Не зря, видно, я хотела когда-то стать врачом — я наблюдаю себя… Каждый день что-нибудь происходит: то вдруг я начинаю чувствовать запахи. Как собака. Чувствую — этот курит, этот вчера лук ел, эта рижской помадой губы накрасила, невыносимо приторно духами пахнет, или особенно чувствую, когда разит тройным одеколоном — не могу ходить мимо парикмахерских. Я Костю, пожалуй, по следам бы нашла, с завязанными глазами среди тысяч людей.
Особенно резко менялось настроение. Смеюсь, сразу плакать хочу, так, что губы кусаю, потом вдруг злость переходит в тупое равнодушие.
Как ни странно, первой догадалась Римка. В перерыв наша группа пошла искать свободную аудиторию — для политинформации. Римка подкралась сзади и ущипнула. Руки у неё сильные, не вырвешься.
— Лебедиха, чего это ты грустная? Не ешь ничего. Произошло что-нибудь? Сознавайся!
И я ей всё рассказала. Надо же было кому-то рассказать, посоветоваться. Римка заохала, запричитала. На лекцию она не пошла. Мы долго сидели в садике около Академии художеств. Даже хорошо, что рассказала, — легче на душе стало.

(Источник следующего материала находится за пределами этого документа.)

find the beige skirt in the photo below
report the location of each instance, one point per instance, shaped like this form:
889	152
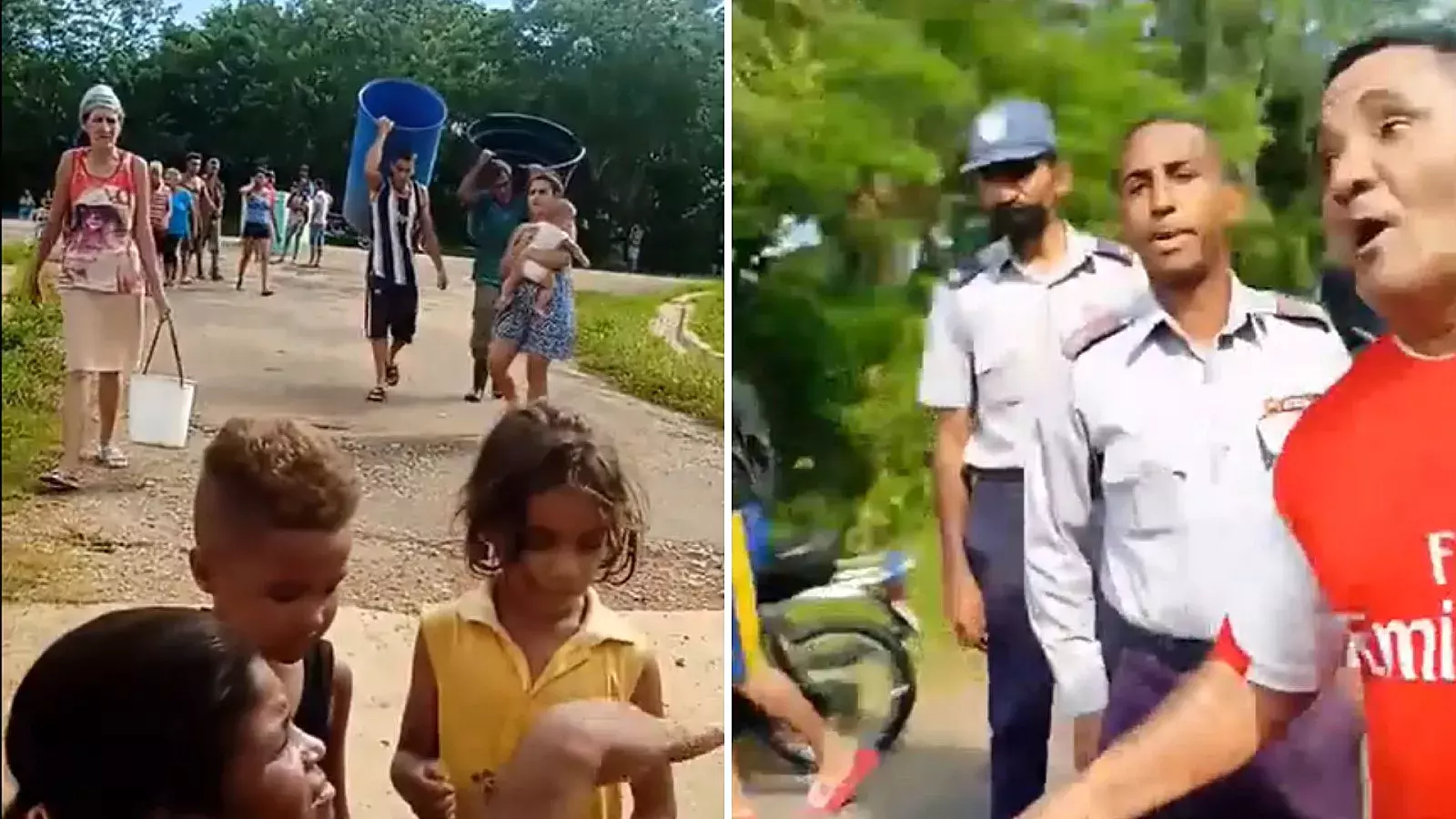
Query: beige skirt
102	331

— Пошли к моей сестре, — посоветовала Римка. — Она замужем… Она умная. И лучше нас разбирается, что к чему.
— Не пойду, — покраснела я. — Тебе сказала и больше никому не хочу.

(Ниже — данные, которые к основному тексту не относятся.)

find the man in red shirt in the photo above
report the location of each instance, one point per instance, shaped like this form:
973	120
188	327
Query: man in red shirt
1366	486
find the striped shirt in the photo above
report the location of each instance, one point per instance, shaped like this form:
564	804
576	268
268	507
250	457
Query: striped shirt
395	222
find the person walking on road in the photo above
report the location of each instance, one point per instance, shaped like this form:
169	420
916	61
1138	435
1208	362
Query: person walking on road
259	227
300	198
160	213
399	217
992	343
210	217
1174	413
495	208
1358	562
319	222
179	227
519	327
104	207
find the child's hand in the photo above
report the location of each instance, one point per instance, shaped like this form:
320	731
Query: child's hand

— Муж у неё конструктор, — бубнила Римка. — Знаешь что, мы не скажем, что у тебя. Скажем, что у Зинки.
Мы остановили такси и поехали к мосту Володарского, на другой конец города, на Хрустальную улицу.
Сестра оказалась дома. Ей было лет тридцать… Крашенная хной. Она торопилась на работу, но когда узнала, в чём дело, позвонила по телефону, предупредила, что задержится. Стала угощать маринованными грибами. Я с удовольствием ела. Женщина внимательно смотрела на меня.